Cotton Xenomorph is a literary journal produced with the mission to showcase written and visual art while reducing language of oppression in our community. We are dedicated to uplifting new and established voices while engaging in thoughtful conversation around social justice.

Void Poses

by Gale Marie Thompson

“—the dead bodies stacked up like cordwood—”
                                              —Ken Burns, The War

 

Can you see enough     to bury
what look like  stacks of cordwood 

who they put into the hefty ground

I put these things away say please, just let me watch my movie
say       oh, let’s continue  with this scene
as they drag something I can’t see        clean away 

I can’t seem to find a look       that is reciprocal
men who push             their crying into the camera

(“We never say, a rigid stone or rigid iron, nor do we say, rigid ice; but we say,
an animal body or limb, when cold, is rigid.
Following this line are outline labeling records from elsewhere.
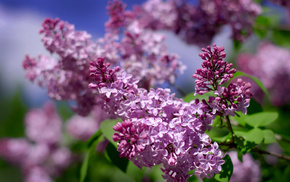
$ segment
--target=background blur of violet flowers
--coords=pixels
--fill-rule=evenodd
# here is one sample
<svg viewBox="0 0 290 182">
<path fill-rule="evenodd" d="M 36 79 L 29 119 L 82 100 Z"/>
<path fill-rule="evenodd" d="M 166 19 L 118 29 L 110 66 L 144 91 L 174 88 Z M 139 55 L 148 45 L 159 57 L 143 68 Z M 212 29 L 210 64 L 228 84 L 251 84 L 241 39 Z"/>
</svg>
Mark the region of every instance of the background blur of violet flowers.
<svg viewBox="0 0 290 182">
<path fill-rule="evenodd" d="M 140 5 L 144 3 L 145 0 L 124 0 L 123 2 L 127 4 L 128 9 L 132 9 L 133 5 Z M 188 2 L 193 4 L 197 3 L 195 0 Z M 279 2 L 276 3 L 279 4 Z M 262 4 L 275 11 L 275 17 L 281 19 L 279 23 L 288 24 L 288 26 L 290 26 L 290 10 L 287 12 L 285 8 L 281 8 L 277 4 L 268 1 L 262 1 Z M 22 60 L 26 54 L 37 56 L 42 53 L 47 53 L 38 34 L 41 23 L 46 17 L 53 19 L 59 17 L 64 21 L 68 21 L 75 25 L 76 30 L 85 30 L 90 33 L 93 40 L 102 37 L 105 33 L 104 24 L 109 18 L 106 12 L 106 6 L 107 1 L 93 0 L 29 0 L 26 2 L 21 0 L 0 0 L 0 138 L 27 137 L 27 140 L 16 139 L 10 141 L 10 144 L 8 144 L 9 140 L 5 141 L 5 144 L 2 143 L 2 145 L 0 143 L 0 146 L 12 146 L 12 148 L 16 146 L 15 150 L 26 151 L 23 153 L 16 153 L 17 155 L 15 154 L 15 157 L 11 159 L 12 163 L 19 163 L 21 169 L 0 158 L 1 182 L 22 181 L 23 177 L 21 175 L 23 175 L 23 171 L 29 171 L 24 177 L 27 181 L 37 181 L 37 178 L 35 179 L 34 176 L 40 176 L 43 181 L 50 181 L 51 179 L 43 172 L 43 168 L 49 171 L 49 175 L 58 178 L 58 181 L 65 181 L 68 179 L 69 181 L 78 181 L 79 174 L 71 173 L 78 173 L 79 165 L 71 165 L 68 171 L 72 172 L 66 172 L 63 176 L 58 174 L 59 171 L 69 166 L 71 161 L 81 162 L 82 160 L 79 156 L 74 156 L 70 150 L 63 146 L 73 143 L 73 139 L 80 141 L 87 140 L 94 131 L 98 129 L 99 123 L 91 122 L 90 120 L 92 120 L 92 118 L 88 117 L 82 121 L 85 123 L 81 125 L 83 128 L 79 128 L 80 125 L 78 123 L 81 122 L 80 118 L 78 118 L 78 116 L 73 116 L 72 111 L 67 107 L 67 103 L 47 103 L 50 99 L 47 96 L 46 90 L 39 88 L 25 78 Z M 287 7 L 290 9 L 290 6 Z M 193 92 L 194 81 L 191 75 L 194 73 L 195 69 L 200 66 L 201 61 L 198 57 L 200 48 L 197 45 L 186 44 L 170 31 L 160 31 L 166 35 L 168 49 L 179 54 L 180 60 L 187 66 L 184 74 L 177 77 L 176 85 L 182 88 L 185 93 Z M 280 39 L 283 39 L 283 37 L 280 37 Z M 279 42 L 279 38 L 277 38 L 277 41 Z M 289 118 L 285 113 L 289 111 L 290 108 L 289 84 L 287 84 L 290 82 L 290 47 L 281 48 L 269 42 L 261 43 L 257 35 L 252 35 L 238 50 L 236 50 L 234 48 L 235 43 L 231 39 L 231 29 L 229 25 L 222 27 L 221 31 L 214 36 L 212 42 L 225 47 L 228 55 L 227 60 L 236 64 L 238 70 L 261 79 L 272 95 L 272 97 L 270 97 L 270 102 L 273 102 L 275 106 L 279 106 L 277 110 L 281 112 L 281 119 L 279 120 L 280 125 L 274 125 L 273 128 L 277 130 L 277 133 L 287 134 L 289 129 L 289 123 L 287 122 L 289 122 Z M 283 82 L 281 82 L 281 80 L 283 80 Z M 277 83 L 280 84 L 277 85 Z M 178 93 L 173 86 L 167 84 L 161 86 L 171 87 L 171 89 L 176 92 L 177 96 L 181 97 L 181 94 Z M 259 93 L 259 89 L 255 86 L 253 90 Z M 285 97 L 281 97 L 282 94 Z M 263 97 L 257 98 L 257 101 L 259 103 L 265 102 Z M 30 110 L 31 108 L 37 108 L 39 110 Z M 41 110 L 41 108 L 43 110 Z M 55 139 L 57 142 L 50 137 L 48 137 L 49 142 L 42 140 L 38 141 L 40 139 L 33 137 L 33 133 L 29 132 L 29 128 L 34 127 L 29 125 L 29 117 L 45 118 L 45 116 L 39 115 L 45 115 L 44 113 L 46 111 L 53 113 L 48 114 L 47 118 L 57 123 L 55 124 L 56 128 L 52 129 L 55 133 L 49 133 L 47 135 L 61 138 Z M 52 115 L 55 116 L 54 119 L 50 118 Z M 282 121 L 283 119 L 284 121 Z M 34 130 L 42 130 L 47 127 L 47 123 L 45 123 L 45 121 L 43 122 L 44 123 L 37 125 L 39 129 Z M 62 132 L 64 130 L 67 130 L 71 136 L 63 134 Z M 13 142 L 16 144 L 14 145 Z M 106 141 L 104 141 L 104 143 L 106 143 Z M 71 147 L 74 152 L 81 153 L 83 150 L 82 147 L 84 146 L 81 146 L 82 144 L 80 143 L 74 144 L 75 146 Z M 102 146 L 98 146 L 98 149 L 101 151 Z M 12 149 L 3 149 L 0 147 L 0 151 L 1 150 L 9 151 Z M 288 150 L 288 152 L 290 152 L 290 149 Z M 0 155 L 5 156 L 6 153 L 0 153 Z M 43 168 L 31 168 L 31 161 L 20 160 L 27 156 L 28 158 L 30 157 L 29 160 L 31 159 L 31 161 L 35 160 L 37 166 L 42 166 Z M 95 166 L 95 169 L 92 169 L 95 170 L 95 174 L 90 176 L 91 179 L 95 179 L 95 177 L 99 175 L 101 176 L 99 180 L 128 180 L 122 172 L 114 168 L 102 157 L 101 155 L 95 157 L 95 160 L 99 160 L 100 163 L 98 164 L 99 166 Z M 254 156 L 254 158 L 255 157 L 257 156 Z M 17 161 L 18 158 L 19 160 Z M 252 157 L 250 157 L 250 160 L 252 161 Z M 267 167 L 267 165 L 270 164 L 265 164 L 264 166 Z M 259 166 L 261 167 L 263 165 L 259 164 Z M 259 166 L 256 165 L 255 170 Z M 96 169 L 98 167 L 102 169 L 97 171 Z M 108 169 L 111 170 L 112 168 L 115 174 L 106 174 L 105 171 Z M 54 171 L 55 169 L 59 171 Z M 160 171 L 156 171 L 151 171 L 150 174 L 145 177 L 145 180 L 162 180 L 160 177 L 157 177 L 160 176 Z M 260 172 L 261 171 L 257 173 Z M 261 173 L 263 173 L 263 171 Z M 69 176 L 71 176 L 71 178 Z M 261 178 L 260 175 L 258 176 Z M 257 181 L 259 181 L 259 179 Z"/>
</svg>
Rigid is then opposed to flexible,
but expresses less than inflexible.”)

This much has been given to me
this keeping of company a                   wintering
so deep in the ground
how and when             we become models
for monuments                        in the eternal struggle
                                                                     against matter

 I want to resist this      my own completed form
Every sign I read clearest                                 and begin again
                                                      if I don’t

A chill rushes through my teeth           and the pain 

comes              unanswered, answering
loop of disquiet of
                             bodies tossed plaque
on the tv screen
something slighter
than memory
so quickly        the turnaround

Cans lined up on the screen
to what end

looking at

what signal


Gale Marie Thompson is the author of Soldier On (Tupelo Press, 2015) and Helen or My Hunger (YesYes Books, 2020). She has received fellowships from the Vermont Studio Center and Kimmel Harding Nelson Center for the Arts. Her work appears in American Poetry Review, Tin House Online, Gulf Coast, Guernica, and Bennington Review, among others. She is the founding editor of Jellyfish Magazine, and she lives, writes, and teaches in Grand Rapids, Michigan. You can find her on Twitter as @thegalester.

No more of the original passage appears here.